The celebration was organized by the Jewish Nebi Daniel Association, The Jerusalem Post reported.
Considered Alexandria’s oldest synagogue, Eliyahu Hanavi was reopened on January 10, following an intensive two-year restoration process by the Tourism and Antiquities Ministry and the Armed Forces Engineering Authority.
Archaeological expert Abdel-Rahim Rayhan told MENA that efforts by the Egyptian government to renovate the historical synagogue shows the dedication of the Tourism and Antiquities Ministry to preserving Egypt’s rich Jewish heritage.

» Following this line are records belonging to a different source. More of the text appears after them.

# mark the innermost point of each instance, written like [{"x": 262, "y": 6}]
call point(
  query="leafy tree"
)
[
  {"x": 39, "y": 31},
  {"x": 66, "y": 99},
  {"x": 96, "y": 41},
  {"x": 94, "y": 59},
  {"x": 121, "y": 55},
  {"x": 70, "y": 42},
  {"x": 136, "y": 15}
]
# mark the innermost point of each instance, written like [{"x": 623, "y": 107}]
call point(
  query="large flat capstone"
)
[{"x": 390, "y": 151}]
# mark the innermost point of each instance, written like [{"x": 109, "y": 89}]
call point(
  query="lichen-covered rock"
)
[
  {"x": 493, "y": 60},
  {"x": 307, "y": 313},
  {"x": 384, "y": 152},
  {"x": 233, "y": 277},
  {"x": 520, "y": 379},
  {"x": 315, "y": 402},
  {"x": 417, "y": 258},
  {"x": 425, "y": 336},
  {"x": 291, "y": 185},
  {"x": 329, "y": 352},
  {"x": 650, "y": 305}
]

The restoration work, which was funded by Egypt’s Antiquities and Tourism Ministry, cost nearly LE 65 million, and included work on the building’s structure, facade, various rooms, lighting, and even the temple’s security systems, according to comments made by engineer Waad Allah Abol Ela told to Borsa News.
The synagogue, which was included on the World Monuments Fund’s 2018 list of monuments at risk, is located in al-Nabi Daniel Street, downtown Alexandria. Eliyahu Hanavi is also the largest synagogue in Alexandria and can accommodate 700 worshipers.
Established in 1354, the synagogue was destroyed during Napoleon Bonaparte’s expedition in 1798 when a defensive wall that expanded from the Kom al-Dikka area to the Mediterranean was built. In 1850, Mohamed Ali Pasha launched efforts to rebuild the synagogue.
Meanwhile, with the aim of preserving, and possibly reviving, Jewish heritage in Egypt, the US Embassy in Cairo announced in January that the Bassatine Cemetery, located in Cairo and known as the world’s second oldest Jewish cemetery, is set to be restored with funds provided by the embassy.
The conservation project is a collaboration between the Drop of Milk Foundation and the American Research center in Egypt. Restoration work will focus on maintaining the cemetery’s architecture as well as the graveyard.
Dating back to the ninth century, the ancient cemetery was used at the time by two Jewish communities named Karaite and Rabbinate, according to the statement. The major Jewish historical figures from Egypt are all buried in the cemetery, such as Rabbi Haim Capusi.
The Jewish community in Cairo has significantly shrunk in the decades following the 1948 war and the establishment of the state of Israel. There are just five Egyptian Jews in the country, all of which belong to the last Jewish family known to be living in Cairo; Magda Haroun and her four granddaughters, according to the Wataninet news website.
Egypt was home to some 80,000 Jews before 1948, many of whom left Egypt between 1956 and 1976, part of a larger Jewish exodus from Arab countries following the founding of Israel, according to the Jewish Telegraph, a British Jewish newspaper.